GHSU professor Stephen Hsu says Camellix, a company housed at the school, will launch its "hair-thickening" shampoo next week. The shampoo uses an antioxidant derived from green tea.

A powerful antioxidant derived from green tea could help strengthen hair and is one of the active ingredients in a new shampoo, a researcher at Georgia Health Sciences University said.


Next week, biotech company Camellix LLC will launch its “hair-thickening” shampoo, said company founder and GHSU professor Stephen Hsu.

Camellix, housed in the Life Sciences Business De­vel­op­ment Center, has already created a dandruff shampoo and a gum that fights chronic mouth dryness using the same ingredient, epigallocatechin gallate. It is also working on a drug to treat cold sores using the EGCG. That drug, the gum and the dandruff shampoo are in clinical trials, Hsu said.

He is careful not to call the new shampoo a “hair loss” shampoo because that would be a medical claim that might run afoul of federal regulations, but there is scientific evidence in animal studies that EGCG prevents hair loss, said Hsu, a former green tea farmer in China and a researcher into EGCG.

In a study in South Ko­rea last year, researchers working with mice were able to reduce hair loss from testosterone by topical applications of EGCG. They concluded the ingredient was able to reduce the effect of testosterone that causes cell suicide.

“This is the one that is more related to male baldness,” Hsu said. “That’s the model that we
are following. We use topical application.”

The problem has been that after water-soluble EGCG is added to shampoo, its potency is “decreased dramatically because of the environment,” Hsu said. His company has a patented EGCG formula that is fat-soluble.

“It is much, much more stable,” Hsu said.

Another element to the shampoo should provide more hair-strengthening effect. Hsu said he made a deal with the maker of a popular hair-loss shampoo from South America to study its active ingredients. At least part of that formula is incorporated in the new shampoo.

Part of the intrigue around EGCG is the ability to provide protection for normal cells such as skin and hair while proving toxic to cancer cells in lab and animal studies.
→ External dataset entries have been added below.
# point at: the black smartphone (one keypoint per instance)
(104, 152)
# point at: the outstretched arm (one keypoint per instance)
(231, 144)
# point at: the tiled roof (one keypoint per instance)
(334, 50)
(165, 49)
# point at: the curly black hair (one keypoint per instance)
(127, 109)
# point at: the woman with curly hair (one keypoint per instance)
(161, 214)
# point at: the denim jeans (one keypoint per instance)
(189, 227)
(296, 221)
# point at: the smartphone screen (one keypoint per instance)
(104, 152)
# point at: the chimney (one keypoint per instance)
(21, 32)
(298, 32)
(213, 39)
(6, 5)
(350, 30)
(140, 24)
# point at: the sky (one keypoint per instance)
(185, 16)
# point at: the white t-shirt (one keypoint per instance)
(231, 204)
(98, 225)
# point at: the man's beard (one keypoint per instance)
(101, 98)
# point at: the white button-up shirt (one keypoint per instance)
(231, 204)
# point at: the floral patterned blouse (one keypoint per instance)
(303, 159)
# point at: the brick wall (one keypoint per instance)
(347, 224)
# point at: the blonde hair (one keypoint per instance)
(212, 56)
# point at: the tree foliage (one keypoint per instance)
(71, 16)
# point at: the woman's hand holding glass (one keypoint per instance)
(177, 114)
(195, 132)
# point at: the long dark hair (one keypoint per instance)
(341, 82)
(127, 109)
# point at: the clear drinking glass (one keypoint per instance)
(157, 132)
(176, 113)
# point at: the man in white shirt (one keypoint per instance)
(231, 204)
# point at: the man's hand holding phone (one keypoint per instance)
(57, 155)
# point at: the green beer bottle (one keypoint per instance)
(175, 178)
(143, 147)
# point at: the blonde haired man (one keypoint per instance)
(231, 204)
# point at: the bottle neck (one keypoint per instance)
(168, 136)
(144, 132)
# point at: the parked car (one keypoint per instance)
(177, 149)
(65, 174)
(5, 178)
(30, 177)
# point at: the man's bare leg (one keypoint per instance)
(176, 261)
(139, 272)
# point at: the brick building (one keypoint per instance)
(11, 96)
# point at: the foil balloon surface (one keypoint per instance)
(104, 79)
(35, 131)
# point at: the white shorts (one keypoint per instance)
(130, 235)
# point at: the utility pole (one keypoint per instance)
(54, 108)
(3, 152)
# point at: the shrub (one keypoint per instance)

Hsu, who has studied EGCG’s effect in several organs, believes it can have both an antioxidant effect and work against cell death. It works as an antioxidant by reducing the number of damaging free radical cells. How it can decrease cell suicide is not as well understood, but there are a number of studies pointing to different paths, Hsu said.

The shampoo project began after Hsu made up a concoction for his wife, who was complaining about hair loss. Word got out among her friends and his co-workers, and he was soon making bigger batches.